You must also seek urgent medical attention if you are experiencing any of the following symptoms:
- sharp and severe pain
- sudden inflammation or warmth in your leg
- difficulty breathing
- Your leg can’t hold your weight
- changes in the shape or size of your knee joint.
Here are few tips to follow if you have back or knee pain that is unbearable at the moment:
- Rest your knees till it heals completely.
- Hold ice cubes or ice packs on the knee for 20 minutes or so at a time, numerous times a day.
- Wearing a compression bandage also helps to support your knee, but make certain that it is not too tight.
- Elevate your injured knee on one pillow or a few pillows.
- Use crutches if needed or a cane to take the weight off your knee.

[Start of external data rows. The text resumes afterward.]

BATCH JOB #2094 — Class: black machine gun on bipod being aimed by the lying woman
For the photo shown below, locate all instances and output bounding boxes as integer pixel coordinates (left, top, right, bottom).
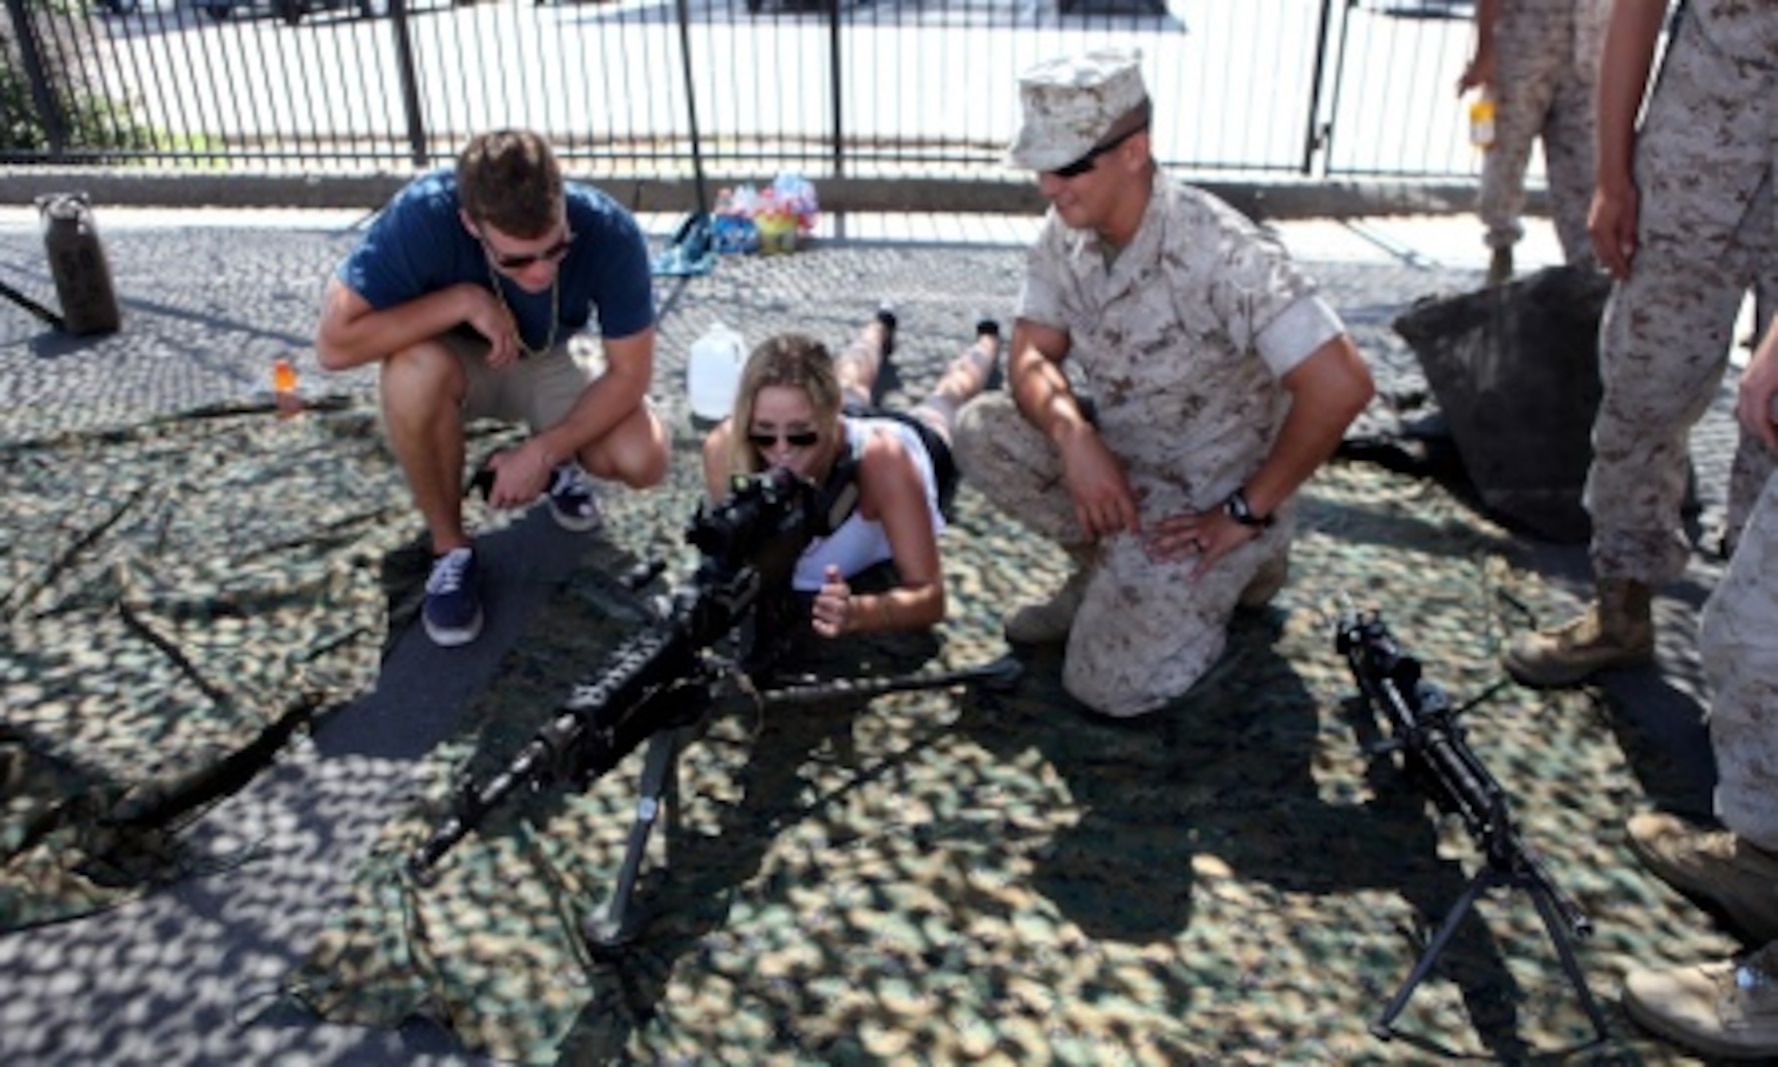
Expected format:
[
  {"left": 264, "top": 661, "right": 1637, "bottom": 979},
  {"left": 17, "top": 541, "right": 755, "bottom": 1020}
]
[{"left": 407, "top": 468, "right": 1015, "bottom": 948}]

- Ask your doctor for some medications to ease the pain. This may include non-steroidal inflammatory drugs or NSAIDs, Bufferin or aspirin, Advil or ibuprofen, or naproxen.
The Bottom Line
Back of knee pain can occur due to numerous reasons and sports injuries, once you find out the reason behind this pain, you can visit a doctor for regular check-ups. Make sure you take enough rest before heading out to work or play again, as the damage might be long-lasting and take months to heal.
Use ice packs, pillows to lift legs, and enough rest for after recovery. Visit your healthcare expert to find out if this pain is occurring due to any underlying condition that needs diagnosis and treatment.
This was all about the back of knee pain causes, symptoms, and when to visit a doctor if the condition gets more serious.